場所は地下鉄9号線「合川路駅」すぐ。韓国街からもほど近い場所にある。韓国街も魅力的なスポットなので紹介したいけど、今日の本題は「向阳个人作品展 脱离与蜕变」(シャンヤン作品展 離脱と脱皮)。

シャンヤン氏の作品を見るのは今回が初めて。1967年生まれ、90年代後半に渡米し、2010年から再び中国で活動する現代アート作家だ。会場に行って最初に目に入ったのはこの作品。

【这边那边ー飞鸟(あっちこっち飛ぶ鳥?)】。刺繍は途中で終わっていて、糸の両端でふたつの鳥が刺繍されている。この作品は「絹糸シリーズ」と呼ばれている。

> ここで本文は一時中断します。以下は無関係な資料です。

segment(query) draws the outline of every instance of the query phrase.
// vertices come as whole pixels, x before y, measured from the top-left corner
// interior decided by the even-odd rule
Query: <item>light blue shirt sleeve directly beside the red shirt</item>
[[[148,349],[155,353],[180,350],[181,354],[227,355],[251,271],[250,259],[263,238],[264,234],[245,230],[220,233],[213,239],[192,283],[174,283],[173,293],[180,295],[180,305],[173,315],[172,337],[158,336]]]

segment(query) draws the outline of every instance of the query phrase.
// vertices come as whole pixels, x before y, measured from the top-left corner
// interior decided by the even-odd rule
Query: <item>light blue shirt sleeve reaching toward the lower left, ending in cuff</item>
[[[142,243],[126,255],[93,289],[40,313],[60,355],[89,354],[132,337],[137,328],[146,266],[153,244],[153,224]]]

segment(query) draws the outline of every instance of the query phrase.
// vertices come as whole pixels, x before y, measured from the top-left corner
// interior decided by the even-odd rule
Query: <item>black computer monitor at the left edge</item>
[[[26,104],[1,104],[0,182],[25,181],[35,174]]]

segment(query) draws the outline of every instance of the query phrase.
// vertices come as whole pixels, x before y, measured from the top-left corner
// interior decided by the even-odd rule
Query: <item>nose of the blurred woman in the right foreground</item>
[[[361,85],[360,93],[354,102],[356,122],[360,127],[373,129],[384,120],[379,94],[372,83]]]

絹糸シリーズは2018年に台風被害にあって、今回はその修復した作品を展示しているそうだ。どれも絹糸が艶やかで美しかった。

この展覧会のいちばんの作品はこれ。【幻化之屋】。2018年の越後妻有トリエンナーレに出展された作品でもある。

この建物は、アンティーク家具と廃材を組み合わせて作られている。木材にはうっすらと絵が描かれているが、おそらくそれはもともと家具に描かれていたものだろう。左右には窓がついていて、無数の糸が張られていた。

糸はライトアップされていて、糸そのものが光の線のようにも見える。建物全体が「失われていくものを繋ぎ合わせた」という感じがして、迫力がありながら、少し儚さもあった。

上海に来てしばらく経つけど、まだこの場所の早さや眩しさに慣れることはできない。この数ヶ月、《都市で生きる人たちは、いつも何かを忘れたフリをしている》って感じていたけど、その感覚をギュッと掴まれたような作品展だった。